Toute la construction européenne et
tous les traités relatifs à l'économie internationale, comme l'Accord
Général sur les Tarifs douaniers et le Commerce de 1947 et comme la
Convention du 14 décembre 1960 relative à l'Organisation de Coopération
et de Développement Economique, ont été viciés à leur base par une
proposition enseignée et admise sans discussion dans toutes les
universités américaines et à leur suite dans toutes les universités du
monde entier : "Le fonctionnement libre et spontané du marché conduit à
une allocation optimale des ressources". C'est là l'origine et le
fondement de toute la doctrine libre-échangiste dont l'application
aveugle et sans réserve à l'échelle mondiale n'a fait qu'engendrer
partout désordres et misères de toutes sortes.

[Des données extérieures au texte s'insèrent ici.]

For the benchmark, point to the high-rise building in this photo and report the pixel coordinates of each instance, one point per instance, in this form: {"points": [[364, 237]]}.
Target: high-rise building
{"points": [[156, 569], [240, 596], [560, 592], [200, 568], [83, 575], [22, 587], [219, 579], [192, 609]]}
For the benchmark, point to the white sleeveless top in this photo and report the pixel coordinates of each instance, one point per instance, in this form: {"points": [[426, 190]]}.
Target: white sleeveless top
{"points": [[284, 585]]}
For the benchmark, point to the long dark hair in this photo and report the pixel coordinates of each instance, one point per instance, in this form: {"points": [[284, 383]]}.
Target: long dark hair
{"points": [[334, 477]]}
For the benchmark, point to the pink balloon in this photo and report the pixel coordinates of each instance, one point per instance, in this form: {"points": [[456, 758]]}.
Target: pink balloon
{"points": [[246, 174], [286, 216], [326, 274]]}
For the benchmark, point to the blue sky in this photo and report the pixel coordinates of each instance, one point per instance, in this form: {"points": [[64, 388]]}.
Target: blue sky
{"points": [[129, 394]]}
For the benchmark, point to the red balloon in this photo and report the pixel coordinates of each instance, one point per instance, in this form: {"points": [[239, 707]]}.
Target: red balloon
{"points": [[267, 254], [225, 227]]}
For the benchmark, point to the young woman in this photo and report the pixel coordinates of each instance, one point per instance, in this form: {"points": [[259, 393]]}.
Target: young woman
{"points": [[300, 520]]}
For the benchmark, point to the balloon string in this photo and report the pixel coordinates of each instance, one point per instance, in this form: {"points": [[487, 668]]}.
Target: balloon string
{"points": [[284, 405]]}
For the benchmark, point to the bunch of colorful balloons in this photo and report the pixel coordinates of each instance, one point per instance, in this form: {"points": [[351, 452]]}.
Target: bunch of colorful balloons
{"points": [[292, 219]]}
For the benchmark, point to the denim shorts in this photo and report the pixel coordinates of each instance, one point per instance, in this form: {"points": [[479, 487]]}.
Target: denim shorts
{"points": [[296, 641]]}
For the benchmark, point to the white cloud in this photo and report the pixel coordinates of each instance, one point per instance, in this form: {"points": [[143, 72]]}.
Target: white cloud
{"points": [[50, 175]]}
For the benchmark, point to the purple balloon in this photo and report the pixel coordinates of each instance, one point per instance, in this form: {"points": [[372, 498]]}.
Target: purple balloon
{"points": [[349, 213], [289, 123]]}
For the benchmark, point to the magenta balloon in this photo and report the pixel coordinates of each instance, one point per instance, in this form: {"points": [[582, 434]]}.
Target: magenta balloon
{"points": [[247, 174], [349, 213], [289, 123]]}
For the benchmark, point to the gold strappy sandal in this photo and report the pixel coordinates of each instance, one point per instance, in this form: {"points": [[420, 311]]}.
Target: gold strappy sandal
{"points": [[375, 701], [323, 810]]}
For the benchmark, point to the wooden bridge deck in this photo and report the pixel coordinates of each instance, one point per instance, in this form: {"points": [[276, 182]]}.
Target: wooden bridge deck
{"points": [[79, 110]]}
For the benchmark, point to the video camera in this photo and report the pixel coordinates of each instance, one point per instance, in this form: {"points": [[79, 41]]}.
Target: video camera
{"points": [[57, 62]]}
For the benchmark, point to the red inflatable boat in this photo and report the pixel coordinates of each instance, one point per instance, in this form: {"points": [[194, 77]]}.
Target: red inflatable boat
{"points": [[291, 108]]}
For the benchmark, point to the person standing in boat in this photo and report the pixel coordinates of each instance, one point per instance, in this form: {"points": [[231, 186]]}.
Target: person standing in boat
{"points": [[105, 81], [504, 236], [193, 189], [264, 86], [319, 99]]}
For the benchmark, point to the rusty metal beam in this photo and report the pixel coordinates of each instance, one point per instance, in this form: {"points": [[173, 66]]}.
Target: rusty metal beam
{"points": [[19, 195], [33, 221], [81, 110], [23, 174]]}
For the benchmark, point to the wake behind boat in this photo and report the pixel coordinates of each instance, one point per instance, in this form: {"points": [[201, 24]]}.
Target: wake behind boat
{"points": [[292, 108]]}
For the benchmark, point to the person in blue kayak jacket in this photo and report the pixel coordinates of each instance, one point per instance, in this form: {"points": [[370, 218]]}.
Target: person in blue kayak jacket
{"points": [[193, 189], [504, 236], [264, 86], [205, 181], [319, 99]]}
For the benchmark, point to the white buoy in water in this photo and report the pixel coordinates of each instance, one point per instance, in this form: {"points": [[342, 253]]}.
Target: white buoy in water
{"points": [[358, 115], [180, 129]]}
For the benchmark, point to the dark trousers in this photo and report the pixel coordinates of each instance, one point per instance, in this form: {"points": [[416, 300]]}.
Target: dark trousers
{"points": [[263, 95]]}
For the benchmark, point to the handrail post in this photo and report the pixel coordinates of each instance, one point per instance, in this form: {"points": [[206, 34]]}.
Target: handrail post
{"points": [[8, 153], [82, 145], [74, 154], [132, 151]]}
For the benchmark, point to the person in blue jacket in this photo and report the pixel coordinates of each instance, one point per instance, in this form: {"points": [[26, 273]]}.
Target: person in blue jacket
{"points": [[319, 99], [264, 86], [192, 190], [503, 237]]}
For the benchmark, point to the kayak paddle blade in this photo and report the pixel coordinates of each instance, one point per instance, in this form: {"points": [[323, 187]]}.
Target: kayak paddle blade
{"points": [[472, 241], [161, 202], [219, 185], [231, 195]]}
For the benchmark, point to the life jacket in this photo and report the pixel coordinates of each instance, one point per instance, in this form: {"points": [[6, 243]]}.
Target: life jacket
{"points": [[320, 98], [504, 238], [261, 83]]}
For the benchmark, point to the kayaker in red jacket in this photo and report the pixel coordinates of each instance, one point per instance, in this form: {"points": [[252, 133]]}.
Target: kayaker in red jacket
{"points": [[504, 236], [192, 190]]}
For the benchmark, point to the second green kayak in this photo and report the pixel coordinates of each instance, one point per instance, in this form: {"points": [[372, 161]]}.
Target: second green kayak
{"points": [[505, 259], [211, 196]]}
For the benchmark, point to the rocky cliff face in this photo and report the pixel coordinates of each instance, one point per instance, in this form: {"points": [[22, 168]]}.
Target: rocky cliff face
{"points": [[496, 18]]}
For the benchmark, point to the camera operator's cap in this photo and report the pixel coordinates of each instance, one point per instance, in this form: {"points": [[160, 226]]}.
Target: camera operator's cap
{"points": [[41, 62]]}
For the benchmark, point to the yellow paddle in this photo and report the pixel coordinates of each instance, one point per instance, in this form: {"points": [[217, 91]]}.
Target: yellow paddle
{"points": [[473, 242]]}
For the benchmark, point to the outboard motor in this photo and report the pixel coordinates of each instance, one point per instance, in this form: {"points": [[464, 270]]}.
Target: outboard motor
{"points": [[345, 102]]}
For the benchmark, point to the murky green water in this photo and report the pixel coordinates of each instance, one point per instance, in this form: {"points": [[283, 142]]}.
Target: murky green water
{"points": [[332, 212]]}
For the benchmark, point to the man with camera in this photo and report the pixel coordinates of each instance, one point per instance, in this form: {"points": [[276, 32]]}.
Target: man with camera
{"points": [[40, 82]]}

Or, cette proposition, admise sans
discussion, est totalement erronée et elle ne fait que traduire une
totale ignorance de la théorie économique chez tous ceux qui l'ont
enseignée en la présentant comme une acquisition fondamentale et
définitivement établie de la science économique. Cette proposition
repose essentiellement sur la confusion de deux concepts entièrement
différents : le concept d'efficacité maximale de l'économie et le
concept d'une répartition optimale des revenus.
En fait, il n'y a pas une situation
d'efficacité maximale, mais une infinité de telles situations. La
théorie économique permet de définir sans ambiguïté les conditions
d'une efficacité maximale, c'est-à-dire d'une situation sur la
frontière entre les situations possibles et les situations impossibles.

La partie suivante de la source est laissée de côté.